On 27 February 2020, the Supreme Court of New South Wales handed down its decision in Wigge v Allianz Australia Insurance Ltd [2020] NSWSC 150, in which leave was granted for the plaintiff to continue proceedings against a public liability insurer. The case highlights the difficulty for insurers to strike out such proceedings unless it can clearly show that the policy does not respond to the claim.
Briefly, the plaintiff had attended a yoga teacher training course at Kangaroo Valley ran by KMYOGA (Holdings) Pty Ltd (‘KMY’). During the course, the plaintiff took part in an exercise entitled the “Circle of Trust” that required participants to stand in a circle and “catch” a designated participant who had allowed themselves to “fall”. When the plaintiff fell, the other participants did not catch her and she fell to the floor suffering a fracture to her thoracic spine.
Proceedings were commenced against KMY on 13 June 2017 however on 16 March 2018, KMY deregistered. The plaintiff then joined the insurer, Allianz Australia Insurance Limited (“Allianz”), in place of KMY as the first defendant under section 4 of the Civil Liability (Third Party Claims against Insurers) Act 2017 (NSW) (“the Act”). Allianz objected to its joinder and filed a Notice of Motion to strike out the Amended Statement of Claim. In response, the plaintiff filed a Notice of Motion for leave under section 5 of the Act to continue the proceedings. It was common ground that Allianz had to prove that the policy did not respond to the claim.

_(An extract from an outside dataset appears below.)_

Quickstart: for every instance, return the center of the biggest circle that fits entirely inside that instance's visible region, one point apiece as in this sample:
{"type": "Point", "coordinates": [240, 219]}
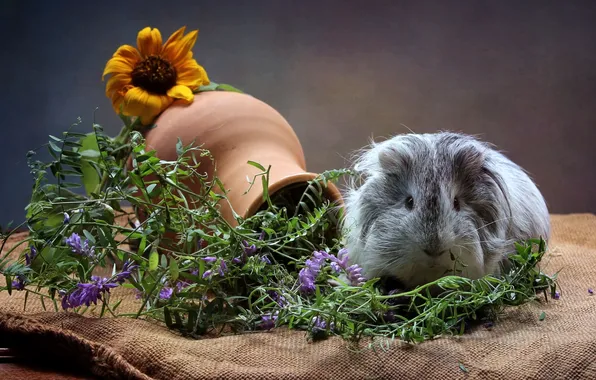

In refusing the strike out application, her Honour quoted from Murphy, McCarthy & Associates Pty Ltd v Zurich Australian Insurance Ltd [2018] NSWSC 627, in which Hammerschlag J had said that the purpose of section 5(4) of the Act was to “insulate insurers from exposure to untenable claims. The discretion to give leave to bring such a claim is to be exercised with this in mind”.
Her Honour also outlined why the Allianz policy responded in principle to the claim before considering whether clause 13 excluded the claim from cover. That clause excluded “sport exercise or activity” and Allianz argued that “yoga” fell within that definition and was thereby not covered by the policy. The plaintiff argued that whilst some aspects of “yoga” involved physical activity, other forms may be purely meditative and fall outside the clause 13 definition. The plaintiff also submitted that a decision should not be made without relevant evidence and that such evidence would be available to the trial judge.
The Court found that Allianz’s right to disclaim liability under the policy was not unarguable but that it had not shown that the claim on the policy was untenable.
This case shows that the Court is unlikely to strike out proceedings against an insurer where it is arguable that the policy responds to the particular claim. That said, this decision and the comments by Hammerschlag J in Murphy appear to indicate that insurers would be able to strike out proceedings, where an entitlement to deny or disclaim liability under the policy, was sufficiently clear.